Le spirale de prolifération des logiciels et des matériels est brisé, et laisse place à une réflexion sur l’informatique comme outil. La complexité du développement est impartie à des spécialistes dont une fonction est justement de rendre transparentes les difficultés d’adaptation et de mises à jour, et de laisser l’esprit libre aux utilisateurs pour penser l’application de l’outil dans le cadre de leur pratique artistique.

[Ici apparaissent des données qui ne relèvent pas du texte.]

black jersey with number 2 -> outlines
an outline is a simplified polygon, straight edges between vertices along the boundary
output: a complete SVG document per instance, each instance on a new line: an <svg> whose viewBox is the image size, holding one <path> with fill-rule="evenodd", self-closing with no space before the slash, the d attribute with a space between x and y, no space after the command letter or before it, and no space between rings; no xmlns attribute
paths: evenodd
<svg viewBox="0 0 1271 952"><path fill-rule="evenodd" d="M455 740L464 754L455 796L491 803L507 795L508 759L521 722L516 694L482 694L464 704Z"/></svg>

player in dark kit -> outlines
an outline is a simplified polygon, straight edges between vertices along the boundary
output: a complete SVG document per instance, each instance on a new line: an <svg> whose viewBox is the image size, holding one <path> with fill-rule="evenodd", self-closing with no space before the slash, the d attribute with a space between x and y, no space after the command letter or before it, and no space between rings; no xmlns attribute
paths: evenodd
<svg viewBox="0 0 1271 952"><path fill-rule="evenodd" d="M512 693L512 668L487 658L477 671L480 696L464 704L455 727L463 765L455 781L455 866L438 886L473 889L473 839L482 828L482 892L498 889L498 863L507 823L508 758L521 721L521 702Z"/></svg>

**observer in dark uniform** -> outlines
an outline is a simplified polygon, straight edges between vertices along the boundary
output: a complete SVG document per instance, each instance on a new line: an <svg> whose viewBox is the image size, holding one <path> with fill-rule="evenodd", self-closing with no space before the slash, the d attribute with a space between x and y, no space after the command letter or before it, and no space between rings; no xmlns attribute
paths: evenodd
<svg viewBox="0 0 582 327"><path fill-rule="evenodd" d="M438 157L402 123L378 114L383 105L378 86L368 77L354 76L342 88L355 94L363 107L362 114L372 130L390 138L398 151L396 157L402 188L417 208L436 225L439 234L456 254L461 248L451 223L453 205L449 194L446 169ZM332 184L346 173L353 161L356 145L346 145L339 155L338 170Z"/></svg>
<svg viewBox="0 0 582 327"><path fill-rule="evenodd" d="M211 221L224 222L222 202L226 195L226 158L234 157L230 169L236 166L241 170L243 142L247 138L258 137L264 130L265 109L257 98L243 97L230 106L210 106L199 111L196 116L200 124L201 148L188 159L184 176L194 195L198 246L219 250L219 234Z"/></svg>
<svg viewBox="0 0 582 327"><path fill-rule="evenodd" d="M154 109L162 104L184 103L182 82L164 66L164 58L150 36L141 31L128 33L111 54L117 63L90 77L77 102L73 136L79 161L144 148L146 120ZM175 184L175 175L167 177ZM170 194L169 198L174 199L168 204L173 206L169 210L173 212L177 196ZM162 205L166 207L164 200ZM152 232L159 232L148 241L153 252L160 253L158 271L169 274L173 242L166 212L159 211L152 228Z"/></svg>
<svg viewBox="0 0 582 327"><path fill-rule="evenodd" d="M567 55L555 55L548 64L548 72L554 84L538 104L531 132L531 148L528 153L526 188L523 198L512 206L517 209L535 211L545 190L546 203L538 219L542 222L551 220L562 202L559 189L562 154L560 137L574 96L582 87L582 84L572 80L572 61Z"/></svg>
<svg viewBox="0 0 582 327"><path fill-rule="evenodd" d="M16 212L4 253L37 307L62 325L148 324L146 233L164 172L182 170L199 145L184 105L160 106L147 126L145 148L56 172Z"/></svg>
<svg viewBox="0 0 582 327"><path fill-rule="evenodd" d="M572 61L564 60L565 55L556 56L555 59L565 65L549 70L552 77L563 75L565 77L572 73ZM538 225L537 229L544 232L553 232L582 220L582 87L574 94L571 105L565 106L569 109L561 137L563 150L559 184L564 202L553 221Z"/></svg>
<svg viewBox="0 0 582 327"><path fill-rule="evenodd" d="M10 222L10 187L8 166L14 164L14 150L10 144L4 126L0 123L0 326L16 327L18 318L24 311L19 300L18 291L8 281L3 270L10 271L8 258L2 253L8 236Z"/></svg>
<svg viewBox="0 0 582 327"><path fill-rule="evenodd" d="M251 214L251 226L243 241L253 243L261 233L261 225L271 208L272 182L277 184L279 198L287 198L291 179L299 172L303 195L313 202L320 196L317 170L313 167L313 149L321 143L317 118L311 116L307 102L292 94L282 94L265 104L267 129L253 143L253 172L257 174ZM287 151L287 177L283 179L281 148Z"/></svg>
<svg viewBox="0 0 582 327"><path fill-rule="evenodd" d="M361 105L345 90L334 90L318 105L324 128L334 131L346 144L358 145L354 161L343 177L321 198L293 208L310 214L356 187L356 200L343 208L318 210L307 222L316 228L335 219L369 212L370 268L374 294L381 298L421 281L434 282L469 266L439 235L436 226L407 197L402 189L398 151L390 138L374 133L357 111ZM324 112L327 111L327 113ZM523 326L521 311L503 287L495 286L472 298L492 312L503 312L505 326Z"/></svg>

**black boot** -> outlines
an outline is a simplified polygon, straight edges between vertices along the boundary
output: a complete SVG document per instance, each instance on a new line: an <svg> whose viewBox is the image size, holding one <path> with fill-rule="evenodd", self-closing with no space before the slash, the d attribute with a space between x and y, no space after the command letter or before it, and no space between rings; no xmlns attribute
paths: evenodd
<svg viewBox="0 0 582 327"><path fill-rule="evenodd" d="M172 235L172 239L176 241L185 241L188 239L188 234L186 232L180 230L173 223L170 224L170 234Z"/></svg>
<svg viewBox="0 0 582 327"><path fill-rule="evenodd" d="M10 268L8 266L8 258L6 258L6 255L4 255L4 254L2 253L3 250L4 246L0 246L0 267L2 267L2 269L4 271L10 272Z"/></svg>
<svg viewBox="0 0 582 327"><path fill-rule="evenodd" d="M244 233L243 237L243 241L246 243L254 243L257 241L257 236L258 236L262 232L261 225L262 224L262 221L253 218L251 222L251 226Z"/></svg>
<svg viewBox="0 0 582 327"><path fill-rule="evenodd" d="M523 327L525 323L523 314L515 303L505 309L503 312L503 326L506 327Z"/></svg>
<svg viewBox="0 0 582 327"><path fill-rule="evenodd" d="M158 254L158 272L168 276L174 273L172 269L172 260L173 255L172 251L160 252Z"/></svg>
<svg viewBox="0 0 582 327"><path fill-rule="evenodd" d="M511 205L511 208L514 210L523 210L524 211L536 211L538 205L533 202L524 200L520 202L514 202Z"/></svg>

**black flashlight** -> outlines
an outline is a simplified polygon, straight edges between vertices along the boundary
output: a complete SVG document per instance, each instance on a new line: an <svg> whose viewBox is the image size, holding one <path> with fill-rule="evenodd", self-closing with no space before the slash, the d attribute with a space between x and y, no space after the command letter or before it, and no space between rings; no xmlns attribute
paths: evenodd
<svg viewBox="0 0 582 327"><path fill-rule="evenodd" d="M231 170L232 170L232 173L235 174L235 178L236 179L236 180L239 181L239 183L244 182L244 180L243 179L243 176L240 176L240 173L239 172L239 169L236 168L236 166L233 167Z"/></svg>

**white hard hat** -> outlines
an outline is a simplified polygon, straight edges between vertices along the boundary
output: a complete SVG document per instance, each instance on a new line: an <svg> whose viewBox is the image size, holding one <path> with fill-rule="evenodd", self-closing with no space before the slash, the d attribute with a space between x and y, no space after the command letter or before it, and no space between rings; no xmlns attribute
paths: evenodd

La distinction entre moteur et interface de contrôle conduit naturellement à séparer ces deux outils. Un moteur peut être contrôlé sur un seul ordinateur localement, ou en réseau d’un ordinateur à l’autre. La maîtrise d’un langage de programmation élémentaire permet donc de piloter à distance tous les logiciels bâtis sur un principe de moteur/interface.

Des exemples de moteurs vidéo ou audio sont présentés sur la plateforme www.didascalie.net.
Une présentation du moteur Mirage est disponible dans la rubrique ‘tech’.

Perspectives

Ce que nous venons d’exposer a pour objectif d’inviter chaque personne concernée à s’intéresser aux enjeux artistiques, techniques et numériques du temps réel, et à considérer ses propres méthodes de création et de production en vue de participer à la mise en place d’un chantier collectif de transformation des outils.

On conçoit que la multiplication de moteurs augmentera la palette expressive des utilisateurs. L’enjeu ne sera plus de choisir exclusivement un environnement de création et de contraindre un projet dans ses limites, mais de savoir choisir les moteurs adéquats pour servir des besoins de création. En adoptant un protocole commun de développement selon l’architecture Moteur/Interface, la communauté des utilisateurs pourrait concilier le déploiement d’imaginaires singuliers dans les créations et l’enrichissement d’une palette collective d’outils.

La possibilité d’un protocole commun de développement conditionne aussi la mise en place d’un dispositif de formation professionnelle adéquat. La sensibilisation et la formation concernent tout autant les métiers traditionnels du spectacle vivant que les métiers de programmation ou de développement dont nous avons montré la nécessaire complémentarité.

Enfin, il faut inventer des modalités d’échange, de dialogue, de mutualisation des outils et des moyens qui correspondent aux enjeux et à la complexité des chantiers en cours (cf. www.didascalie.net ), et qui prennent en compte les disparités économiques caractéristiques du champ théâtral et les difficultés de développement liées à l’intermittence des projets.